SLB Acquisition Holdings, LLC is a consortium based in St. Louis, Missouri. It was founded in 2012 by American businessman Thomas H. Stillman and 15 local investors including the former US UN ambassador and senator John C. Danforth.

==History==
On May 10, 2012, it became clear that SLB Acquisition Holdings, LLC had acquired St. Louis Blues, the Peoria Rivermen, the lease and daily care of Enterprise Center, as well as a majority stake in Stifel Theatre from SCP Worldwide for a purchase price of $130 million.
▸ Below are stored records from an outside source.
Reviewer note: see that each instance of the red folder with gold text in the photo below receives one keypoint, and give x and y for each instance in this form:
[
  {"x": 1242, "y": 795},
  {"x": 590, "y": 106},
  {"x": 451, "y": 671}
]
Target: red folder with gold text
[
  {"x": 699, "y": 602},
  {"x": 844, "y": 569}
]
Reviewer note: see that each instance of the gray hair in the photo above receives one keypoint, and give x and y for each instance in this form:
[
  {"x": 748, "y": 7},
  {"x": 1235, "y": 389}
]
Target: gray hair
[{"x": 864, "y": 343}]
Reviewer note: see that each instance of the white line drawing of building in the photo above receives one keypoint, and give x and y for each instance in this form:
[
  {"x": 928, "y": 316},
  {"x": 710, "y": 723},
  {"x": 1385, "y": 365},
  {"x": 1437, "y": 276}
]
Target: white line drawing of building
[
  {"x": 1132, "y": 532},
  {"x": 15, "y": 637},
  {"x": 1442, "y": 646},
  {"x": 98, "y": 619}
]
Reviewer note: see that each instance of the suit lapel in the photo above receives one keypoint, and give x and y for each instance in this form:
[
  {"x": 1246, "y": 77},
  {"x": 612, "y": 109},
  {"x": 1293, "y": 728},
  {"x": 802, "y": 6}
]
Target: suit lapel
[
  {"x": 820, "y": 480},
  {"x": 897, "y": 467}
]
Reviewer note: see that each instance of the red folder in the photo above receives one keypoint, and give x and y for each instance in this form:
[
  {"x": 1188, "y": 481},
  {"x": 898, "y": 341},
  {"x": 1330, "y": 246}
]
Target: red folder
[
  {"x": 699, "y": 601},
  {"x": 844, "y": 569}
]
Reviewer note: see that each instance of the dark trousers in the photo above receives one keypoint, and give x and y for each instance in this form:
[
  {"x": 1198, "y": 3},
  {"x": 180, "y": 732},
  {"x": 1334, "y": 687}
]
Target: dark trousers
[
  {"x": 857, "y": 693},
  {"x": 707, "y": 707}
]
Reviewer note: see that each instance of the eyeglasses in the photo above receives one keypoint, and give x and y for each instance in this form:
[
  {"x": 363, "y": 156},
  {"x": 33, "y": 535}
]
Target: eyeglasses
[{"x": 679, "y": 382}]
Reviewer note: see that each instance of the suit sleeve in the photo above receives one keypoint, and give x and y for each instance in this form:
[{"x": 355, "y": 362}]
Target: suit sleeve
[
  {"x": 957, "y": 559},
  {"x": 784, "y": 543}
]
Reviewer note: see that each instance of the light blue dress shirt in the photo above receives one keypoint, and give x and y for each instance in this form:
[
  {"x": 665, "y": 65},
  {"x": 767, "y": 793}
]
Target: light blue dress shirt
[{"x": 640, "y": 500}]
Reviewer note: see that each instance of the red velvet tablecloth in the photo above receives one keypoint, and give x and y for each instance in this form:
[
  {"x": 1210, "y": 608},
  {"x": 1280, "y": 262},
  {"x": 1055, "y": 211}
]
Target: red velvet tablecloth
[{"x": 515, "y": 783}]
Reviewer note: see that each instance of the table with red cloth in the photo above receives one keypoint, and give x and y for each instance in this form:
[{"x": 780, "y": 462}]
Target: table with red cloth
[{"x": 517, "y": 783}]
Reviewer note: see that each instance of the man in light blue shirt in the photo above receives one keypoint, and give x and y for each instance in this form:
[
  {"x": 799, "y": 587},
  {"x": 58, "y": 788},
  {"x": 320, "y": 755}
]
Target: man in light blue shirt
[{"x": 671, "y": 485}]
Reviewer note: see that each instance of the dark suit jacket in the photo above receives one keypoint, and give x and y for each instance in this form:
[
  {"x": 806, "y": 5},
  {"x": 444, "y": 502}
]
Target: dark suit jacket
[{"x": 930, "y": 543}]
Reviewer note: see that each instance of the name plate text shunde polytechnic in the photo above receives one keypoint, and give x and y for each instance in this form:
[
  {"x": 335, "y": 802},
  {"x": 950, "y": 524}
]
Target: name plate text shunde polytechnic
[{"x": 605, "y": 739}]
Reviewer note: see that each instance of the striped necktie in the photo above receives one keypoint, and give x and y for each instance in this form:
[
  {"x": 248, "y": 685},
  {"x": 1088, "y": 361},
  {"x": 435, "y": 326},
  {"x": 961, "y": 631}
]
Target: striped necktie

"We are honored and humbled to take ownership of the St. Louis Blues. Our new ownership group is 100 percent local, and we are 100 percent committed to the Blues and to St. Louis. We see the Blues as an important civic institution, and we know what the Blue Note means to this city and to the best fans in the NHL."
- Majority Owner and Chairman Thomas H Stillman
— Toronto Sun

Stillman later spun off the Peoria Riverman to Canucks Sports & Entertainment who relocated them to Utica, New York as the Utica Comets.

==Assets==
- St. Louis Blues – (NHL)
- Enterprise Center – Operations only, the City of St. Louis is the owner
- Stifel Theatre – Majority owner

===Former assets===
- Peoria Rivermen – (AHL)

==Shareholders==

===Majority owner===
- Thomas H. Stillman – Chairman of the board and CEO, Summit Distributing.

===Minority owners===
- James A. Cooper – CEO, Thompson Street Capital Partners.
- Christopher B. Danforth – Owner and president, Kennelwood Pet Resorts.
- John C. Danforth – Shareholder, Bryan Cave, LLP. Danforth was former senator of the state of Missouri & US UN ambassador.
- James L. Johnson – Senior vice president, Stifel Nicolaus & Co.
- James P. Kavanaugh – CEO, World Wide Technology, Inc.
- Jerald L. Kent – Chairman and CEO, TierPoint, LLC & CEO, Cequel III.
- Donn S. Lux – Chairman of the board and CEO, Luxco.
- W. Stephen Maritz – Chairman of the board, Maritz Inc.
- Scott B. McCuaig – Former president, Stifel Nicolaus & Co.
- Edward M. Potter – Private investor.
- John S. Ross, Jr. – President, Summit Development Group.
- Thomas F. Schlafly – Co-owner, Thompson Coburn & Founder, The Saint Louis Brewery.
- Michael W. Riney – Founder and managing director of QRM Capital
- Andrew C. Taylor – Chairman of the board and CEO, Enterprise Holdings, Inc.
- Jo-Ann Taylor Kindle – President, Enterprise Holdings Foundation.